Bedarfsermittlung und Interessenskonflikte

  • Obwohl das Thema Interessenskonflikte in der Wissenschaft von zentraler Bedeutung ist, scheint es in der Begutachtung zu fehlen.


    Leider kenne ich zahlreiche Fälle bei denen z.B. der Bedarf für eine LTA festgestellt wurde und die Menschen mit Behinderungen dennoch als arbeitsfähig aus der Rehaklinik entlassen werden. Dies ist eigentlich nicht rechtens. Teilweise werden die Menschen mit Behinderungen sogar angelogen: "Man bekäme nur eine LTA-Maßnahme, wenn man arbeitsfähig entlassen wird". In Wirklichkeit geht es den Rehakliniken um ihre eigenen Zahlen und sie stehen besser da, wenn sie die Leute arbeitsfähig entlassen. Das sie damit Menschen in den finanziellen Ruin treiben können, interessiert dann nicht.


    Andererseits kann es trotz möglichen Interessenskonfliktes zu einer richtigen Begutachtung kommen, jedoch stellt der Rehakostenträger das Ergebnis in Frage. Grundsätzlich ist dies ok, nur darf der Rehakostenträger dann nicht vergessen, das er verpflichtet ist das Ergebnis zumindest zu prüfen. Er darf es nicht einfach ignorieren und behaupten es sei falsch.

  • Hallo Sonnenschein,


    hier muss man zwischen den beiden Begrifflichkeiten "arbeitsunfähig" und "Minderung der Erwerbsfähigkeit" unterscheiden.

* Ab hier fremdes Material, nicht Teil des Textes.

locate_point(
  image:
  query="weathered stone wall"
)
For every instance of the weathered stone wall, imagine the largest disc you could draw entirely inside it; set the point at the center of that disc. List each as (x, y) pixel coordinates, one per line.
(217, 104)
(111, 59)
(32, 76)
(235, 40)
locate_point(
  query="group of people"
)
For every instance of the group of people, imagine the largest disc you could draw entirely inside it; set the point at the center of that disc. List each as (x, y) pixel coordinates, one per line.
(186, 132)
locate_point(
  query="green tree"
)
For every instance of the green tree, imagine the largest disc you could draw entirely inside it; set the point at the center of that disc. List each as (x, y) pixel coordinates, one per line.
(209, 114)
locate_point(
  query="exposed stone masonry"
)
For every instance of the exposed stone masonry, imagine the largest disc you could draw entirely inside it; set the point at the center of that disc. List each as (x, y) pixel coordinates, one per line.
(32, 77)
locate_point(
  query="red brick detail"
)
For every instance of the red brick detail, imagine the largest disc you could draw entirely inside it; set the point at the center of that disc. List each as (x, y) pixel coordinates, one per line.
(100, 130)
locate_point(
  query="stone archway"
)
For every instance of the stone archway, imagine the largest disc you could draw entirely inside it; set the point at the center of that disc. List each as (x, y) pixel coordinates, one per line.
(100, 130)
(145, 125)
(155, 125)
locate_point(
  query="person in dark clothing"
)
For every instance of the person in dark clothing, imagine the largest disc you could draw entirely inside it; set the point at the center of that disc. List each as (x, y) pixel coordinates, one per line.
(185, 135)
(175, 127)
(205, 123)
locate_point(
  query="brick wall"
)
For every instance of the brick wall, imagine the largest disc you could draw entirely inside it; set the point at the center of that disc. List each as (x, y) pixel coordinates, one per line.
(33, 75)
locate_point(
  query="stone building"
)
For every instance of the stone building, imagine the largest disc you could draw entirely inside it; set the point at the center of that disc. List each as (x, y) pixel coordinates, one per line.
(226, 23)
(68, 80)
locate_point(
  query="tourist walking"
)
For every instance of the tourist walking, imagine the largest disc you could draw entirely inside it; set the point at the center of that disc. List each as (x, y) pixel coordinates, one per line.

    Für den LTA-Bedarf ist es nicht erheblich, ob eine Person arbeitsfähig oder arbeitsunfähig aus der medizinischen Rehabilitation entlassen wird. Hier kommt es auf die Minderung der Erwerbsfähigkeit in Bezug auf die zuletzt ausgeübte Tätigkeit an. Dies ist eine langfristigere Frage als die der Arbeitsunfähigkeit.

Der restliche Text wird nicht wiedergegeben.